Justin Appel

Dear Friends,

Today’s Gospel lesson, John 6:52-59, focuses on Christ’s self-identification with the elements of bread and wine. This story occurs in the larger context of Jesus feeding the five thousand, and of describing himself as ‘the bread of life’, which unlike the bread Moses provided in the wilderness, is a bread which truly satisfied, which truly gives life.

Throughout the centuries since, the Church has associated these sayings of Christ with the sacramental meal that forms the core of Christian worship, the Eucharist. Jesus was blatant enough in his statement that his contemporaries were put off by the suggestion that bread could be ‘his body’ and wine ‘his blood’ – and that eating and drinking were required!

This difficulty has not been resolved since then, not by any means. In the West, we have long argued about the possibility of the elements being understood ‘literally’, and the consequent emphasis on ‘real presence’ in the most vivid sense, versus a purely ‘symbolic’ notion of presence, leading to the supposition that the elements are no more than empty symbols whose purpose is to remind us of a past event. (There are many other approaches in between these, but they tend to be a polemic against one side or the other.)

However, it's worth noting that John’s gospel presents Jesus as ‘bread’ and ‘wine’ in a symbolic context (that of these past feedings) while also emphasizing presence: ‘this is my body….’, etc. In a similar way, the early Church writers used more realistic language (Anaphora of Sarapion), while embracing words like ‘symbol’, ‘sign’, ‘figure’, and ‘type’ (St.
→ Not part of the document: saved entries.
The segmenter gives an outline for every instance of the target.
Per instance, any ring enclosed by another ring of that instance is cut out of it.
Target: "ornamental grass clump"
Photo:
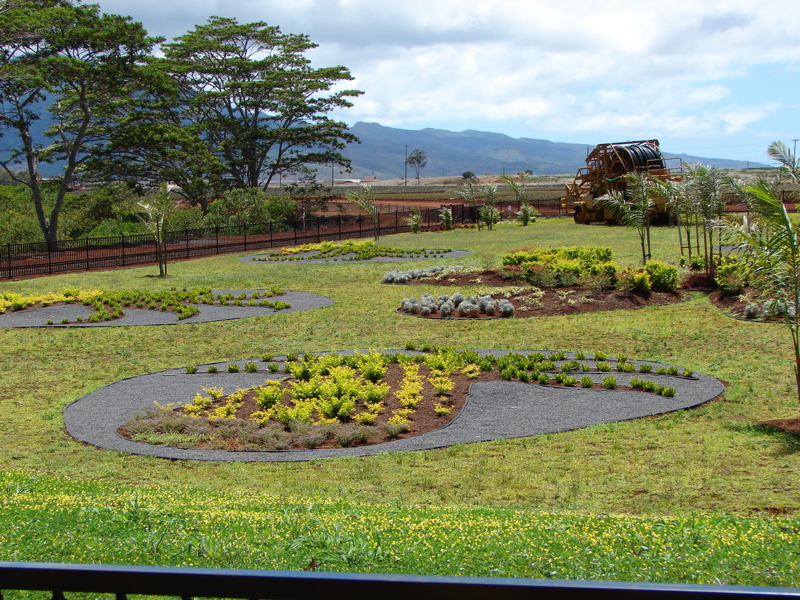
[[[603,377],[603,387],[607,390],[617,389],[617,378],[613,375]]]

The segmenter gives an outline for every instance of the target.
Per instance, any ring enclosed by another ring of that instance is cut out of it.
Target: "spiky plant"
[[[783,155],[782,168],[795,177],[797,159],[788,149],[783,150]],[[755,219],[741,226],[728,224],[726,230],[739,244],[750,280],[762,293],[787,307],[782,319],[792,336],[795,386],[800,403],[800,232],[774,184],[762,180],[745,189]]]

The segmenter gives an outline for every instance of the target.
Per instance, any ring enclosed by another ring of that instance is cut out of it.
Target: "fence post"
[[[120,237],[122,238],[122,266],[125,266],[125,234],[121,233]]]
[[[272,221],[269,222],[269,247],[272,248]]]
[[[50,259],[51,253],[53,252],[53,245],[50,242],[47,242],[47,272],[52,275],[53,274],[53,263]],[[88,267],[87,267],[88,268]]]
[[[247,225],[244,226],[244,249],[247,250]]]
[[[342,239],[342,215],[338,215],[339,218],[339,239]]]
[[[320,221],[320,219],[319,219],[319,217],[317,217],[317,243],[318,243],[318,244],[319,244],[320,240],[322,239],[322,238],[320,238],[320,236],[319,236],[319,229],[320,229],[320,228],[319,228],[319,221]]]
[[[219,254],[219,225],[214,225],[214,247],[216,254]]]
[[[189,258],[189,228],[186,228],[186,258]]]
[[[49,256],[49,255],[48,255]],[[89,270],[89,238],[86,238],[86,270]]]

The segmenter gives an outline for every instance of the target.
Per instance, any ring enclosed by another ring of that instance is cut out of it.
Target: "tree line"
[[[362,92],[341,89],[345,67],[312,66],[315,47],[263,22],[211,17],[167,42],[94,4],[0,0],[0,167],[48,242],[78,178],[170,181],[205,214],[229,190],[348,169],[358,140],[329,114]],[[62,172],[45,181],[43,163]]]

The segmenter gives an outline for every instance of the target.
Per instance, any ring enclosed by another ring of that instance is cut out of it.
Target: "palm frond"
[[[783,142],[772,142],[767,148],[767,155],[775,162],[780,163],[781,170],[788,173],[793,181],[800,178],[800,164],[794,152]]]

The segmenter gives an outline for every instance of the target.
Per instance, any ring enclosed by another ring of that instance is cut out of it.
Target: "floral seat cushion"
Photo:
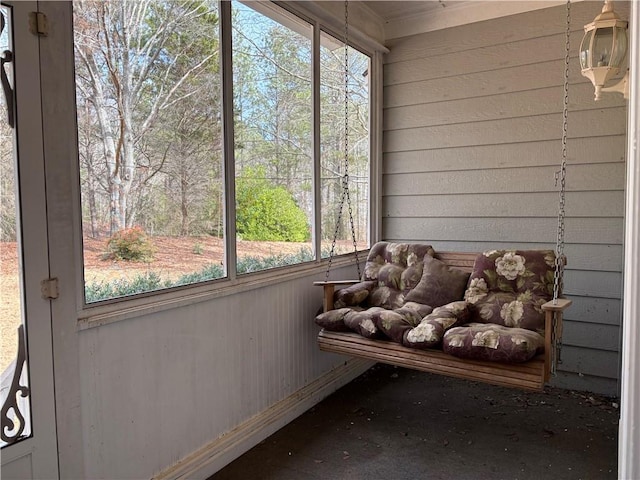
[[[544,351],[544,337],[526,328],[470,323],[448,330],[442,350],[460,358],[521,363]]]
[[[471,321],[544,332],[542,305],[553,297],[552,250],[493,250],[478,256],[465,300]]]
[[[434,309],[414,328],[405,330],[402,344],[405,347],[420,349],[438,347],[447,330],[465,324],[468,318],[467,302],[457,301],[443,305]]]
[[[358,316],[345,317],[345,324],[364,337],[401,343],[403,333],[418,325],[432,310],[429,305],[414,302],[393,310],[371,307]]]

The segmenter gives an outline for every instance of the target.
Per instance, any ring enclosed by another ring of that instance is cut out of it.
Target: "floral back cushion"
[[[541,306],[553,298],[553,250],[492,250],[478,255],[464,299],[471,321],[544,331]]]
[[[363,281],[375,281],[366,304],[370,307],[400,308],[405,296],[422,278],[425,255],[433,257],[431,245],[378,242],[369,251]]]

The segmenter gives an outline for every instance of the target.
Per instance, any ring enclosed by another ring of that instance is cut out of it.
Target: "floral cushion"
[[[469,279],[467,272],[449,268],[446,263],[428,256],[423,263],[420,282],[407,294],[406,301],[435,308],[462,300]]]
[[[400,308],[405,295],[422,278],[424,257],[433,257],[431,245],[422,243],[378,242],[369,251],[362,280],[375,281],[365,300],[366,306]]]
[[[471,321],[544,331],[553,297],[552,250],[493,250],[476,258],[464,298]]]
[[[362,307],[344,307],[329,310],[316,316],[316,324],[333,332],[349,332],[351,329],[344,323],[344,317],[353,311],[362,311]]]
[[[333,307],[343,308],[359,305],[364,302],[377,282],[358,282],[345,288],[337,290],[333,295]]]
[[[371,307],[366,310],[351,309],[344,316],[344,324],[366,338],[384,338],[384,334],[378,330],[373,319],[376,314],[386,312],[382,307]]]
[[[544,351],[544,337],[525,328],[470,323],[447,331],[442,349],[460,358],[520,363]]]
[[[375,312],[372,320],[378,330],[388,339],[402,343],[405,332],[418,325],[422,318],[430,314],[432,310],[429,305],[407,302],[394,310],[383,309]]]
[[[466,302],[451,302],[434,309],[415,328],[405,330],[401,342],[410,348],[436,347],[440,345],[448,329],[464,324],[468,318],[469,308]]]

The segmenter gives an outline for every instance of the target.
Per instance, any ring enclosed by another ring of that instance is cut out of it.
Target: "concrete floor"
[[[615,479],[617,399],[376,365],[210,480]]]

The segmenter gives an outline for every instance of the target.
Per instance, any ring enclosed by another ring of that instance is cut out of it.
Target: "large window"
[[[345,143],[342,41],[322,32],[314,58],[319,25],[230,5],[74,1],[86,303],[319,261],[334,232],[336,253],[367,247],[370,58],[349,49]]]
[[[345,52],[325,32],[320,38],[320,209],[327,256],[334,239],[335,253],[353,251],[354,239],[358,249],[368,247],[371,61],[354,48]]]
[[[87,303],[224,276],[215,1],[74,2]]]
[[[314,258],[313,30],[280,9],[232,5],[236,240],[271,257],[239,253],[245,273]]]

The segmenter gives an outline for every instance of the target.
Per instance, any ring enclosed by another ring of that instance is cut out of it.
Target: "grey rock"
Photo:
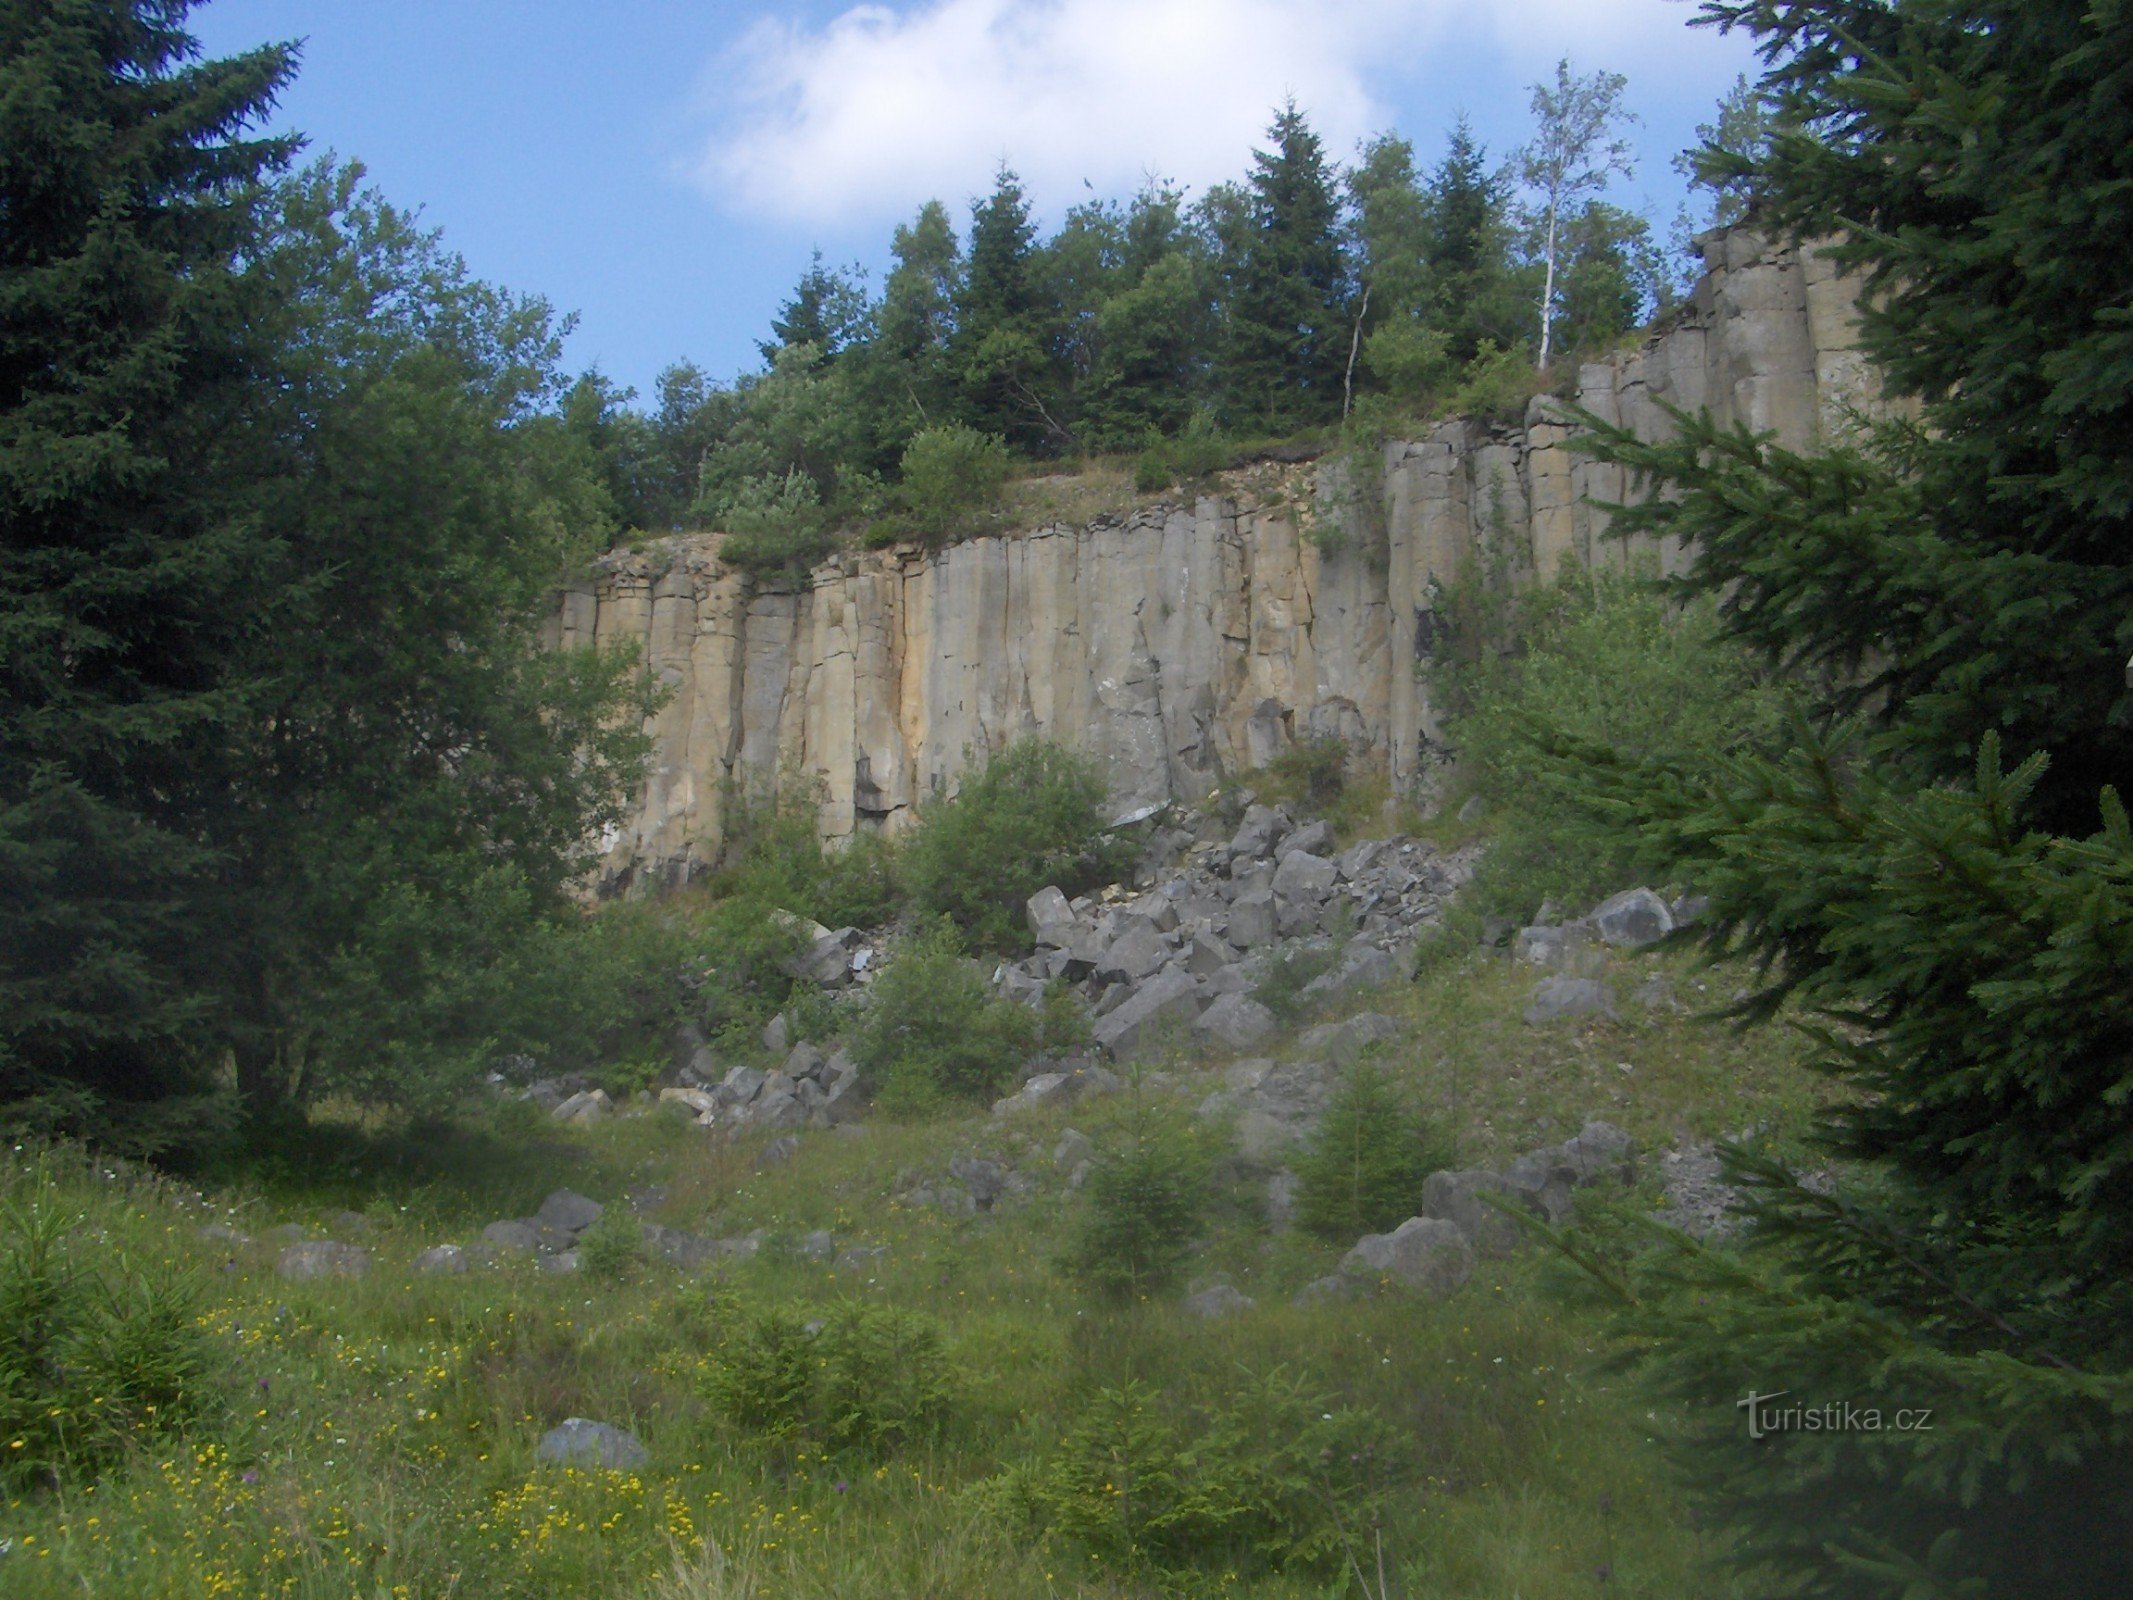
[[[828,1057],[814,1045],[802,1040],[792,1047],[791,1053],[785,1057],[785,1065],[778,1070],[785,1074],[789,1082],[797,1084],[803,1078],[820,1077],[822,1069],[828,1065]]]
[[[1324,856],[1292,850],[1274,869],[1274,898],[1315,904],[1333,892],[1334,884],[1340,881],[1340,871]]]
[[[1200,1014],[1199,985],[1182,968],[1165,967],[1134,991],[1131,999],[1106,1016],[1094,1030],[1097,1046],[1114,1060],[1146,1049],[1166,1027],[1180,1031]]]
[[[1271,1166],[1309,1132],[1308,1123],[1253,1106],[1237,1118],[1237,1153],[1255,1166]]]
[[[210,1222],[199,1232],[199,1237],[210,1244],[250,1244],[252,1236],[240,1233],[226,1222]]]
[[[605,1467],[611,1472],[641,1467],[652,1454],[634,1433],[605,1422],[568,1417],[541,1435],[533,1459],[561,1467]]]
[[[553,1254],[538,1257],[534,1261],[534,1265],[543,1272],[576,1272],[578,1270],[578,1252],[575,1250],[558,1250]]]
[[[558,1122],[584,1125],[600,1121],[614,1109],[614,1104],[605,1089],[585,1089],[565,1100],[549,1115]]]
[[[1352,844],[1343,850],[1338,856],[1334,857],[1334,863],[1341,869],[1341,876],[1352,882],[1376,866],[1378,858],[1385,853],[1391,843],[1392,841],[1389,839],[1365,839],[1361,843]],[[1323,850],[1318,853],[1320,855],[1325,854]]]
[[[576,1238],[598,1222],[606,1209],[597,1200],[588,1200],[569,1189],[558,1189],[534,1212],[533,1225]]]
[[[1279,927],[1280,918],[1270,890],[1256,889],[1249,894],[1240,894],[1230,903],[1229,942],[1240,950],[1256,950],[1261,945],[1272,944]]]
[[[1233,1317],[1240,1311],[1249,1311],[1258,1302],[1227,1283],[1218,1283],[1202,1289],[1198,1294],[1185,1297],[1185,1309],[1203,1321],[1213,1322],[1221,1317]]]
[[[1333,848],[1333,824],[1321,819],[1307,822],[1290,834],[1274,851],[1277,860],[1285,860],[1297,851],[1307,855],[1322,856]]]
[[[540,1230],[530,1222],[492,1222],[481,1230],[482,1239],[502,1250],[538,1250]]]
[[[1066,1072],[1040,1072],[1013,1094],[992,1103],[996,1117],[1018,1117],[1024,1112],[1041,1111],[1046,1106],[1061,1105],[1066,1101],[1073,1083],[1073,1074]]]
[[[852,981],[852,952],[863,942],[857,928],[825,933],[793,957],[786,970],[818,989],[842,989]]]
[[[298,1283],[315,1278],[360,1278],[370,1270],[370,1252],[359,1244],[305,1239],[284,1250],[274,1263],[274,1270]]]
[[[1057,949],[1073,942],[1074,908],[1059,889],[1047,884],[1029,897],[1023,908],[1030,937],[1042,949]]]
[[[1482,1255],[1507,1256],[1518,1246],[1518,1224],[1481,1197],[1512,1192],[1500,1173],[1432,1172],[1422,1181],[1422,1215],[1451,1223]]]
[[[1707,894],[1685,894],[1667,907],[1677,928],[1694,927],[1711,914],[1711,897]]]
[[[1052,1165],[1061,1172],[1071,1172],[1095,1154],[1095,1141],[1087,1134],[1069,1128],[1052,1146]]]
[[[1275,1233],[1296,1226],[1296,1174],[1286,1167],[1266,1180],[1266,1225]]]
[[[1549,972],[1577,972],[1593,950],[1593,927],[1589,922],[1569,922],[1559,927],[1536,924],[1521,928],[1511,940],[1511,959]]]
[[[1629,991],[1629,997],[1647,1011],[1679,1009],[1674,1000],[1673,980],[1663,972],[1655,972],[1646,978]]]
[[[1195,978],[1212,978],[1236,960],[1229,946],[1211,933],[1196,933],[1185,947],[1185,970]]]
[[[1352,1278],[1385,1278],[1424,1294],[1450,1294],[1473,1276],[1474,1249],[1441,1217],[1409,1217],[1390,1233],[1366,1234],[1341,1258]]]
[[[769,1167],[783,1166],[800,1153],[800,1136],[797,1133],[781,1133],[756,1152],[755,1169],[758,1172]]]
[[[729,1106],[744,1106],[762,1092],[767,1076],[760,1067],[735,1067],[719,1083],[718,1097]]]
[[[665,1088],[659,1091],[661,1105],[674,1106],[692,1117],[716,1117],[718,1096],[709,1089]]]
[[[1602,1016],[1615,1014],[1614,993],[1597,978],[1568,978],[1557,976],[1543,978],[1533,991],[1533,1000],[1526,1007],[1526,1025],[1530,1028],[1561,1022],[1569,1017]]]
[[[1233,859],[1261,860],[1274,853],[1289,831],[1289,819],[1271,806],[1247,806],[1244,820],[1229,842]]]
[[[1483,917],[1481,919],[1481,943],[1487,949],[1496,949],[1518,931],[1516,917]]]
[[[997,1161],[987,1161],[982,1156],[957,1156],[948,1163],[948,1170],[962,1180],[969,1191],[970,1203],[980,1211],[990,1211],[993,1202],[1007,1192],[1008,1175]]]
[[[1577,1174],[1580,1184],[1609,1179],[1627,1183],[1636,1176],[1636,1148],[1622,1129],[1597,1118],[1557,1146],[1563,1164]]]
[[[1313,1278],[1296,1291],[1294,1304],[1300,1306],[1326,1305],[1355,1298],[1356,1280],[1346,1273],[1332,1273],[1323,1278]]]
[[[759,1128],[797,1128],[806,1123],[807,1110],[794,1092],[792,1080],[783,1073],[774,1073],[764,1081],[763,1092],[748,1108],[748,1120]]]
[[[1364,1011],[1341,1022],[1322,1022],[1309,1028],[1296,1043],[1304,1054],[1351,1067],[1373,1045],[1387,1045],[1400,1037],[1400,1025],[1381,1011]]]
[[[1482,799],[1480,795],[1469,795],[1467,796],[1466,804],[1459,808],[1459,820],[1461,822],[1479,822],[1487,814],[1488,809],[1489,803]]]
[[[1134,917],[1125,930],[1105,949],[1096,963],[1096,976],[1116,983],[1136,983],[1160,972],[1170,959],[1170,946],[1145,917]]]
[[[871,1272],[887,1258],[885,1244],[855,1244],[837,1257],[839,1272]]]
[[[413,1270],[423,1277],[457,1274],[467,1270],[467,1253],[456,1244],[431,1245],[415,1257]]]
[[[763,1048],[779,1056],[792,1048],[792,1024],[785,1020],[784,1012],[763,1024]]]
[[[836,1238],[827,1228],[817,1228],[800,1241],[800,1254],[809,1261],[827,1261],[836,1253]]]
[[[1373,945],[1348,951],[1341,957],[1339,966],[1331,972],[1320,973],[1303,986],[1303,997],[1312,1002],[1330,1000],[1350,989],[1382,988],[1388,983],[1399,982],[1406,975],[1399,957]]]
[[[1192,1025],[1202,1039],[1231,1050],[1249,1050],[1281,1026],[1273,1012],[1246,994],[1218,995]]]
[[[1625,889],[1593,908],[1586,918],[1602,942],[1636,950],[1656,944],[1674,931],[1674,914],[1649,889]]]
Augustine).

The reality is that a more ancient understanding of ‘symbol’ or ‘sign’ involves the thing symbolized, participating in the reality signified. This is a difficult thing for us to grasp as post-Enlightenment people, who tend to reduce deeply symbolic things to objects. Take icons for instance. Do we treat them as 'sacred art' or as windows into heaven?

How should we understand these difficult words in John's gospel as they relate to the Eucharist? Fr. Alexander Schmemann, that beloved 20th-century theologian of Eucharistic theology, found the answer in a rejection of the real/symbolic dichotomy. Instead, we may understand the Church itself as a sacrament – as the mystery of the Kingdom of God in our midst. The Church is ultimate reality, heaven on earth, which is communicated to us symbolically: through liturgy and sacraments. As we enter into this heavenly worship, we too become citizens of this Kingdom, and are ‘born again’ as members of the body of Christ. (This summary is from Fr. Paul Lazor's address, 'Father Alexander Schmemann: A Personal Memoir', 2007.)

Thus, when we eat the bread and drink the cup, we remember past foreshadowings of the Eucharist, such as the Manna and the feeding of the crowds in Galilee. We remember Jesus' passion and death too. We participate in the immediate presence of God, communicated to us through the power of the Holy Spirit, in the elements of bread and wine, believing the direct expressions of the gospels to 'eat' and 'drink' Christ's body and blood. We also enjoy a foretaste of the Supper of the Lamb in the Kingdom of God, to which we look forward in the age to come.

Is this symbolic? Certainly. Is it real? Of course. Perhaps the word we need now to describe all of this is Mystery!